Harry, the Big East’s leading rebounder, was a constant presence and leader for the Blue Demons this season. Games in which players can showcase their unique abilities – such as Harry’s against the Hoyas in which she grabbed 14 rebounds along with six points – can often lead them to take what comes natural for granted.

However, Harry is well-aware of how fortunate she has been to play the game of basketball, and made certain to express her gratitude for all it has brought her.

“I’ve been afforded a lot of great opportunities through basketball and I can’t put into words how thankful I am that I’ve been able to do so much through basketball,” said Harry. “I can’t wait to share those experiences with my family in the future and look back at all of the good times we did have.”

For now, the two players’ families have plenty to be proud of, and were able to share memories and meaningful experiences afterwards in a special ceremony held at DePaul’s Student Center after the game.

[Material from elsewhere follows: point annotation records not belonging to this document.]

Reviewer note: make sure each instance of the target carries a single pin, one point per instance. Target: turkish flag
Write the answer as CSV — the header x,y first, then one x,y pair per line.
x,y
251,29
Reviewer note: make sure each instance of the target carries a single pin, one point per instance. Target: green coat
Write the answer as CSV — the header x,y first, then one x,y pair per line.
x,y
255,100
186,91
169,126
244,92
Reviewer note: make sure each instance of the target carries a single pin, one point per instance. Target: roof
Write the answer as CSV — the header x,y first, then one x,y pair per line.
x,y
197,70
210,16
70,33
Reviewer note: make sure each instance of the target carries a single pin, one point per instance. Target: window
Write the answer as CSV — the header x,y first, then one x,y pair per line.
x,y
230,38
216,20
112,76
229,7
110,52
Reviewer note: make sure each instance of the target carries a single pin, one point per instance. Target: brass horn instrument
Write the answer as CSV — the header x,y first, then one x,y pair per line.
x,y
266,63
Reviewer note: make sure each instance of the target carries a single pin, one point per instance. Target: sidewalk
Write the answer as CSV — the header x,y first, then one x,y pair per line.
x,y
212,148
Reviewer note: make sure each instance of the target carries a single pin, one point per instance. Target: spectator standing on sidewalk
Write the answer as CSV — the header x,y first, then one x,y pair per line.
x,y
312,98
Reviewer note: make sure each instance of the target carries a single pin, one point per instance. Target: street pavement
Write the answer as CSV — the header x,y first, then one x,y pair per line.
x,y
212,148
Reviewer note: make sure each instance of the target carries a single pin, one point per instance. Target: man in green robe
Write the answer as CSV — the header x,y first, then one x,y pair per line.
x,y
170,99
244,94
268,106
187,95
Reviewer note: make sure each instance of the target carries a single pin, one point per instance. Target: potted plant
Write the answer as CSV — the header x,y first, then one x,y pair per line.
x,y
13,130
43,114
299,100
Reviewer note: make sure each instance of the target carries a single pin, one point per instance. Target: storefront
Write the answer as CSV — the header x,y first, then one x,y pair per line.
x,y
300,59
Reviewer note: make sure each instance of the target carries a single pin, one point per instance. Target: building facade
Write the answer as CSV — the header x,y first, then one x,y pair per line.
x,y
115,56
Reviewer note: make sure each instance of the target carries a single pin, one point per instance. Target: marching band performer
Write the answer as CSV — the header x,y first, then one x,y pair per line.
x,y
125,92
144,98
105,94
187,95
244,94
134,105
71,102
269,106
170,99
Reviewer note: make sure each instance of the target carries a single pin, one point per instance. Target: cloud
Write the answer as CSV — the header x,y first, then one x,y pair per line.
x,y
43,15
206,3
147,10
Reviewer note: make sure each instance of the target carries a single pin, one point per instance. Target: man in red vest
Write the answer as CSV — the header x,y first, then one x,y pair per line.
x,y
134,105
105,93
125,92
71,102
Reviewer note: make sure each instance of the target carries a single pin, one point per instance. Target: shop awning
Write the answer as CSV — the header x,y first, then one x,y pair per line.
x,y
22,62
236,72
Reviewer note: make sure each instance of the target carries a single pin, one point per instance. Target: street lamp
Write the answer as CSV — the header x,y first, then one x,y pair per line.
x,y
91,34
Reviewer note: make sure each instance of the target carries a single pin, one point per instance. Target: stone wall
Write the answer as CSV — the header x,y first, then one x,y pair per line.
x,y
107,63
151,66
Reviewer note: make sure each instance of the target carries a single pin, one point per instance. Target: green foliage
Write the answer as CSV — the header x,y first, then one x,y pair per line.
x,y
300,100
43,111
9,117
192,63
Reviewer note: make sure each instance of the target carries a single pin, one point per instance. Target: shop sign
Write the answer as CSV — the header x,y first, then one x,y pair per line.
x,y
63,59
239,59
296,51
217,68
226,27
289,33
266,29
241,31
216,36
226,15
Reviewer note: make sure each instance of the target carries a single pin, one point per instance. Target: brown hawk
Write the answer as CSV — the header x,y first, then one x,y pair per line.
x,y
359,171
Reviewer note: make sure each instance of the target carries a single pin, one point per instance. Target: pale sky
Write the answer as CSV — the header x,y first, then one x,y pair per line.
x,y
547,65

“It was just awesome to be able to have my family here and support me the past four years,” said Martin. “They are like my support system and my foundation – I wouldn’t want to replace these moments.”

Harry was just as thankful, especially because she was not expecting her father, brother and older sister to be in attendance due to a delayed flight. Fortunately, they were able to show up to the arena just minutes before halftime.

“I saw them in the crowd and kind of got teared up right before halftime. I was like ‘Okay, keep it together,’ said Harry. “But it’s just special to be able to share that moment with them. I’ve been able to share a lot of games with my mom and just to have everybody here when I didn’t think they would be here was really nice.”

Bruno, who admitted getting emotional having to bid farewell to his seniors, praised Harry and Martin for all that they have done for the program. Spending more time with the tandem than with his own family was simply “a fact” of coaching, which yielded a distinct perspective on how they have matured.

“Katherine and Anna came here together- they’re like sisters,” said Bruno. “They’re great human beings, they’re very talented basketball players. These seniors are both really special people.”